# I found a great deal!



## terri9630 (Feb 27, 2012)

I was browsing Craigs list and found a listing for rabbit cages.  2 30x30 and 4 24x36 cages from bass equip.  I called and went to check them out.  The people that had them had decided to raise rabbits to eat and found they couldn't stomach killing them.  They turned the rabbits loose (really stupid!).  I asked what they wanted for the 24x36 cages and they said if I took everything I could have it for $150.  6 cages with trays, 6 J feeders, 2 water bottles and 4 auto water nipples and a 50lb bag of feed.  Everything looks brand new.


----------



## elevan (Feb 27, 2012)

Great find!  Congrats!


----------



## terri9630 (Feb 27, 2012)

The best part was that they were only 15 miles from my house.  I just wish I had seen the add BEFORE they turned the rabbits loose.  Pedegreed  NZW's.  Just what I had been looking for!


----------



## DianeS (Feb 28, 2012)

Was this just recent - like today or yesterday? Want to try to get those rabbits in spite of the fact they were turned loose?

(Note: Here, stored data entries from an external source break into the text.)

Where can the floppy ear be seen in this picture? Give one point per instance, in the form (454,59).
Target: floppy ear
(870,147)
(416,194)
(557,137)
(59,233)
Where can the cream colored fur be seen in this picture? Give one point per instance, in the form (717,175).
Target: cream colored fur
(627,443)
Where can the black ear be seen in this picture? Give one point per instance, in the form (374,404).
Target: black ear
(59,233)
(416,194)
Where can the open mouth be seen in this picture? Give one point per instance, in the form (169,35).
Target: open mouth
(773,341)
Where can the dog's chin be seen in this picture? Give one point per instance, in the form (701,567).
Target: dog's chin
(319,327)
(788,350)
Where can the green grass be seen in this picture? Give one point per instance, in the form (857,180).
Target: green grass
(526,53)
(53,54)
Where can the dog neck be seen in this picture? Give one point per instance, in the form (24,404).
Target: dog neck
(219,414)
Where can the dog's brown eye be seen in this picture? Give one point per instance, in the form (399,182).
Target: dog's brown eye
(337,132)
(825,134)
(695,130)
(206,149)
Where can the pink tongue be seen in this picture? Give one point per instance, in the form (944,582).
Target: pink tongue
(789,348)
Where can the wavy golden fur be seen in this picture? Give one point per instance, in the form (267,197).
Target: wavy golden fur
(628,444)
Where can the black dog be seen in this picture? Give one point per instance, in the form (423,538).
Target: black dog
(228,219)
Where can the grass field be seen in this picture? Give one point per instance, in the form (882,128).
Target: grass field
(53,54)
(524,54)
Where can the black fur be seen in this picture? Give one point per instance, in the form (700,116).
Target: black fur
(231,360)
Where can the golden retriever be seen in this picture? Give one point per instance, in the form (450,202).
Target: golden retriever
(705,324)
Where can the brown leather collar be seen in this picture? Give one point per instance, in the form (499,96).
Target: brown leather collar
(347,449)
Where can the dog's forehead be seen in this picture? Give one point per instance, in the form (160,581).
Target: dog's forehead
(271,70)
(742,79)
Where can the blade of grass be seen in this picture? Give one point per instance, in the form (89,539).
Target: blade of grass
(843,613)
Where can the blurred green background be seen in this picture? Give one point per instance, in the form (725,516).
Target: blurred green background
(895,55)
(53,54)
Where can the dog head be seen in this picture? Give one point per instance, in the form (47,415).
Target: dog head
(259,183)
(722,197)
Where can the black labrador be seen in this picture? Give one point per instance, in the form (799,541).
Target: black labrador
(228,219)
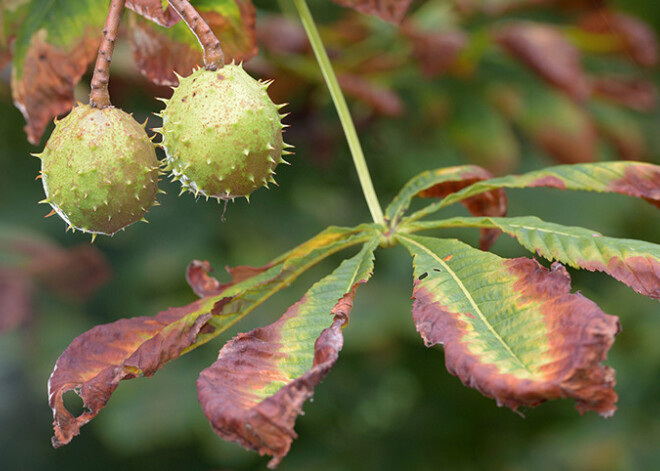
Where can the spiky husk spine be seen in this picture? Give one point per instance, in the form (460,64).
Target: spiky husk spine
(222,134)
(99,170)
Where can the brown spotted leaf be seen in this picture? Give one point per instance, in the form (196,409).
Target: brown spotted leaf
(389,10)
(442,182)
(511,328)
(52,51)
(96,361)
(636,94)
(254,392)
(159,52)
(634,37)
(638,179)
(544,50)
(633,262)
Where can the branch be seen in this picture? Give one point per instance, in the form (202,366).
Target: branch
(214,57)
(99,96)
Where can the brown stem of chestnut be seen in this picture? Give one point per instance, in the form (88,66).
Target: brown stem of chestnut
(99,96)
(214,57)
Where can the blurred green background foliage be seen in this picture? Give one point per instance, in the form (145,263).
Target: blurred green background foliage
(389,403)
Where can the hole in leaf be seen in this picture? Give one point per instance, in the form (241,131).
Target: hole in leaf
(73,403)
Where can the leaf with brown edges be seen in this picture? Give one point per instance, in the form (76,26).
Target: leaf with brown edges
(159,52)
(52,51)
(96,361)
(511,328)
(254,392)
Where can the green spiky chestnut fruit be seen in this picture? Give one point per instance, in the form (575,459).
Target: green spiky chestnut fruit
(222,133)
(99,170)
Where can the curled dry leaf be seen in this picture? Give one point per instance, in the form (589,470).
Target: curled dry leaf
(96,361)
(51,53)
(511,328)
(381,100)
(635,37)
(43,88)
(159,52)
(197,276)
(544,50)
(389,10)
(436,52)
(254,392)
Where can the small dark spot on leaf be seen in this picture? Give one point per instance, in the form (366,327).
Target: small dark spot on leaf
(73,403)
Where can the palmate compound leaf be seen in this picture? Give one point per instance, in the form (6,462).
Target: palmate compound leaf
(633,262)
(510,327)
(254,392)
(53,48)
(97,360)
(445,181)
(159,52)
(638,179)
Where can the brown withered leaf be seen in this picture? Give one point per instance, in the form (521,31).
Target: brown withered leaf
(197,276)
(492,203)
(96,361)
(436,52)
(282,35)
(511,328)
(15,298)
(254,392)
(153,10)
(543,49)
(636,38)
(381,100)
(45,87)
(637,94)
(160,52)
(389,10)
(248,362)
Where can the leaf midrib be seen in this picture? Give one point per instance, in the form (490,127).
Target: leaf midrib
(471,300)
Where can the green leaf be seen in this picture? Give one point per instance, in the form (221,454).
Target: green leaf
(510,327)
(638,179)
(53,48)
(467,174)
(445,181)
(255,390)
(97,360)
(633,262)
(159,52)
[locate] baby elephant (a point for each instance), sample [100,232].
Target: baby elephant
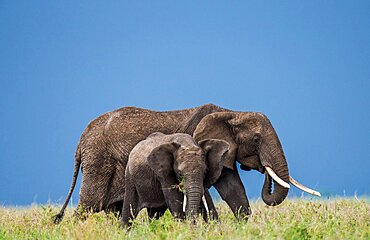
[171,171]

1 - Get permission to put a humane trap where the rabbits were turned loose. Bait it with the food the rabbits were used to eating. Wouldn't surprise me if you caught one or two of them because they came back to the same area. And after all, the rabbits are accustomed to their pellets in a wire cage, so they won't be freaked by the trap. Doesn't hurt to try, if you can rent a cheap trap. (Where I live you can rent them from the humane society and get 100% of your deposit back if you return it undamaged.)

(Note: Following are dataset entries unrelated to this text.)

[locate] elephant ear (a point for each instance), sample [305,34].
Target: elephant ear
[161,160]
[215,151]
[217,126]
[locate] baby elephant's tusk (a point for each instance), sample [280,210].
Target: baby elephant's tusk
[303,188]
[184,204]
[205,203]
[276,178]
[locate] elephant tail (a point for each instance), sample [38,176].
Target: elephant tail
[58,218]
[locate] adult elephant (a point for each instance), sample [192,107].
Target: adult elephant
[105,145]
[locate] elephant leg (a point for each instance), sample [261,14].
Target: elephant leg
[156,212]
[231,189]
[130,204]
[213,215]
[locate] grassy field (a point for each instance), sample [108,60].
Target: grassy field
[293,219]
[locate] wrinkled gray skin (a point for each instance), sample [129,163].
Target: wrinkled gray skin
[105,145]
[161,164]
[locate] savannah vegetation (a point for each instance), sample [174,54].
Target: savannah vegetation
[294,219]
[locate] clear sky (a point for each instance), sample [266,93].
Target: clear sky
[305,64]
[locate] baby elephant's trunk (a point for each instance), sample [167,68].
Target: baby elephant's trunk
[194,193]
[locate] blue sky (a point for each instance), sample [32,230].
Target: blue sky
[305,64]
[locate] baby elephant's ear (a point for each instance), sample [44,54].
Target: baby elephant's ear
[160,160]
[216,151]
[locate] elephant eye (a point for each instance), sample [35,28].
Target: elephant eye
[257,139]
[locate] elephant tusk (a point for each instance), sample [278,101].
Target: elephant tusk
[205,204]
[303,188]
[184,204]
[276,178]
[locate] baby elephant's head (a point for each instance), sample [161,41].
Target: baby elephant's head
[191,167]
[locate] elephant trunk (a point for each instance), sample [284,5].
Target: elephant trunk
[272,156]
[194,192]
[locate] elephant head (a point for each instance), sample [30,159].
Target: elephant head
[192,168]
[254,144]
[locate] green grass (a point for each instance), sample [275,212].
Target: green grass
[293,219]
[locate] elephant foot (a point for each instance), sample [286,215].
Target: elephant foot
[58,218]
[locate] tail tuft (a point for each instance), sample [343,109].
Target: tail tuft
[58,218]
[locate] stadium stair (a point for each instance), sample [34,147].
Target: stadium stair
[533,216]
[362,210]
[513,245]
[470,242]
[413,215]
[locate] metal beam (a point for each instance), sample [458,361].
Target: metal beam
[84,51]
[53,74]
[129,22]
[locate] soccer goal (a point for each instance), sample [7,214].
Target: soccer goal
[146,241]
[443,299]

2 - Also worth trying is a "lost and found" ad for the rabbits that were turned loose. Don't say they were turned loose, just say "lost". Then cheerfully pick up any NZ buns that are turned in. Just remember to quarantine.

Nice Craigslist score on the cages!


----------



## terri9630 (Feb 28, 2012)

DianeS said:
			
		

> Was this just recent - like today or yesterday? Want to try to get those rabbits in spite of the fact they were turned loose?
> 
> 1 - Get permission to put a humane trap where the rabbits were turned loose. Bait it with the food the rabbits were used to eating. Wouldn't surprise me if you caught one or two of them because they came back to the same area. And after all, the rabbits are accustomed to their pellets in a wire cage, so they won't be freaked by the trap. Doesn't hurt to try, if you can rent a cheap trap. (Where I live you can rent them from the humane society and get 100% of your deposit back if you return it undamaged.)
> 
> ...


I got the cages Fri and the cages had been listed for about a week so it wasn't to recent.
With the hawks, owls, booming coyote population, stray/wild dogs and location of the property I'd be suprised if they survived the night.

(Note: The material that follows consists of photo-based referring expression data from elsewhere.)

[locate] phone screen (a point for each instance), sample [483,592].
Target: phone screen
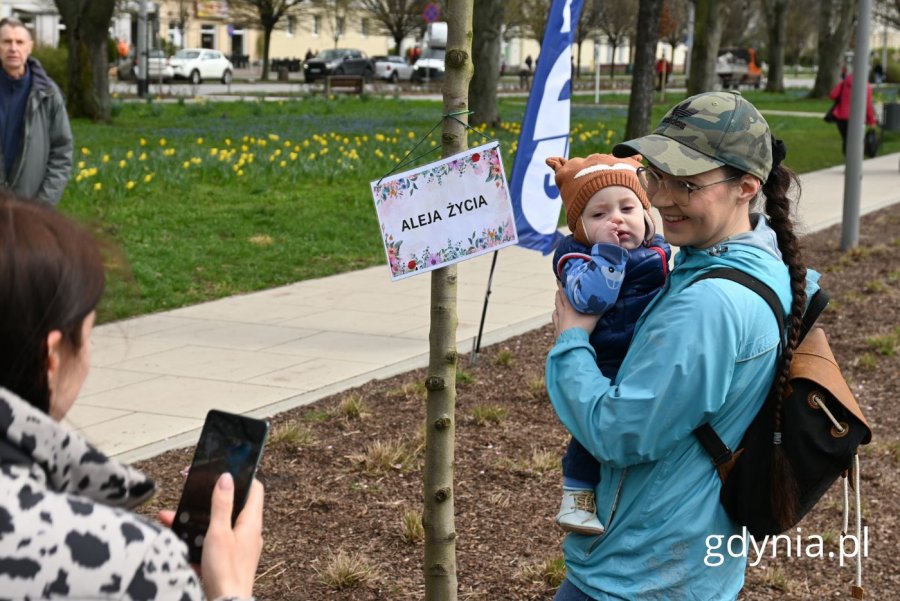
[228,443]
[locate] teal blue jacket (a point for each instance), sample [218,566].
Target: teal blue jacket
[701,353]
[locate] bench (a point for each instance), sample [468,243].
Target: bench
[352,84]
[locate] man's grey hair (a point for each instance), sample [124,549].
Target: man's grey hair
[13,22]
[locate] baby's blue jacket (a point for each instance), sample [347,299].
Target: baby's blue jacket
[617,283]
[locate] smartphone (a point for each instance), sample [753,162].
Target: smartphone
[228,443]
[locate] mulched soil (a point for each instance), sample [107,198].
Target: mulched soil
[325,506]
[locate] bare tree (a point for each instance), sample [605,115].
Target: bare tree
[87,30]
[743,25]
[266,14]
[487,19]
[801,30]
[673,23]
[182,15]
[617,21]
[398,18]
[709,15]
[582,32]
[836,21]
[887,11]
[336,12]
[775,16]
[640,104]
[527,18]
[440,443]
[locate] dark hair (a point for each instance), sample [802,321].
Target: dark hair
[778,200]
[51,278]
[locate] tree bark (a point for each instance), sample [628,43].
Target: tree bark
[87,28]
[640,104]
[707,32]
[776,11]
[440,432]
[836,19]
[487,19]
[267,42]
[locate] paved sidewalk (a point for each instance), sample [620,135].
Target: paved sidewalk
[153,378]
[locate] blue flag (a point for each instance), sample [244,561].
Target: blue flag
[545,132]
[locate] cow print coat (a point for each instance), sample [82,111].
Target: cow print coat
[65,528]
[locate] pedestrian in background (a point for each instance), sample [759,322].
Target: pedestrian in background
[841,95]
[35,136]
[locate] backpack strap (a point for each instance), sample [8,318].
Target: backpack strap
[814,308]
[722,456]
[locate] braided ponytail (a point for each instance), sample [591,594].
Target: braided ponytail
[778,207]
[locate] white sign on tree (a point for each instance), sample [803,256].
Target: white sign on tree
[445,212]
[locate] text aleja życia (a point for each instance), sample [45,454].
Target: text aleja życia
[453,209]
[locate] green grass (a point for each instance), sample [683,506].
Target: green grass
[200,201]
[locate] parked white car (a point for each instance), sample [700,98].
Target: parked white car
[198,64]
[392,68]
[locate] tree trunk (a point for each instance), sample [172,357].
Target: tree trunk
[835,28]
[440,424]
[613,46]
[267,42]
[87,27]
[776,11]
[707,31]
[487,19]
[640,105]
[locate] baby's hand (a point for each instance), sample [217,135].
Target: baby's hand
[607,234]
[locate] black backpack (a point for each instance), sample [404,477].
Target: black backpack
[822,427]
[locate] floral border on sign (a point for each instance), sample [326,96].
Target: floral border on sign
[405,187]
[454,250]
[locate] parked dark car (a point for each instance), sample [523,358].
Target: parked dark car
[338,61]
[157,66]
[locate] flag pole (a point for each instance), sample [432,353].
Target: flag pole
[476,344]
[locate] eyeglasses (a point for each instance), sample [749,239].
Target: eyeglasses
[680,190]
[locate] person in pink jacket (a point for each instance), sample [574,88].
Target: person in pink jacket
[841,94]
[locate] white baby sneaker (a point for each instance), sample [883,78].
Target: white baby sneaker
[578,513]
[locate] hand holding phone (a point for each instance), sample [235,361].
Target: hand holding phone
[230,444]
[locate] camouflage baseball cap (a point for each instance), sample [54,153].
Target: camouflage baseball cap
[704,132]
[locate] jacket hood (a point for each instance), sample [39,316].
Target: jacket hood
[65,461]
[754,252]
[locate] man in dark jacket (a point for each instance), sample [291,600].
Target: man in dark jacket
[35,136]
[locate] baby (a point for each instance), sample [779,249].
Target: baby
[611,265]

Bright white rabbits in the desert with no cover no water or hidy holes....


----------



## GLENMAR (Feb 28, 2012)

I just got 2 eight foot wire cages holding 4 rabbits each. (for a total of 8 rabbits)
And a large assortment of feeders, nest boxes, and transport carriers all for $50.
AND the guy is bringing all of it to my house in the morning.


----------



## hemet dennis (Feb 28, 2012)

GLENMAR said:
			
		

> I just got 2 eight foot wire cages holding 4 rabbits each. (for a total of 8 rabbits)
> And a large assortment of feeders, nest boxes, and transport carriers all for $50.
> AND the guy is bringing all of it to my house in the morning.


Now that's a damn good deal


----------



## terri9630 (Feb 28, 2012)

Wow. I thought $25 for a complete cage set up was good.


----------



## GLENMAR (Mar 2, 2012)

Re-checked what I got there were 3 eight foot cages, enough room for 10 rabbits
and 10 transport cages holding between 5 and 2 rabbits each. 2 next boxes and feeders.


----------



## terri9630 (Mar 5, 2012)

GLENMAR said:
			
		

> Re-checked what I got there were 3 eight foot cages, enough room for 10 rabbits
> and 10 transport cages holding between 5 and 2 rabbits each. 2 next boxes and feeders.


Wow! Great find!


----------



## CinderSmoke (Jul 30, 2012)

How tall are the cages?  Can the rabbits stand up on their hind feet to stretch their backs?  I've seen lots of cages for sale as "rabbit cages" that I wouldn't call good enough.
(for example, my rabbits cages are 48" wide, 24" deep and 28" high.)


----------



## terri9630 (Jul 31, 2012)

Yes.  The rabbits can stretch and sit upright.  I don't remember the measurements off hand but my NZW buck likes to sit up and watch his guard dog sleep.  They are a funny pair.


----------



## BYJR1434 (Aug 1, 2012)

Why cant i find that kinda deal:/, although i did end up getting 2 24x36 for 20 a pop.


----------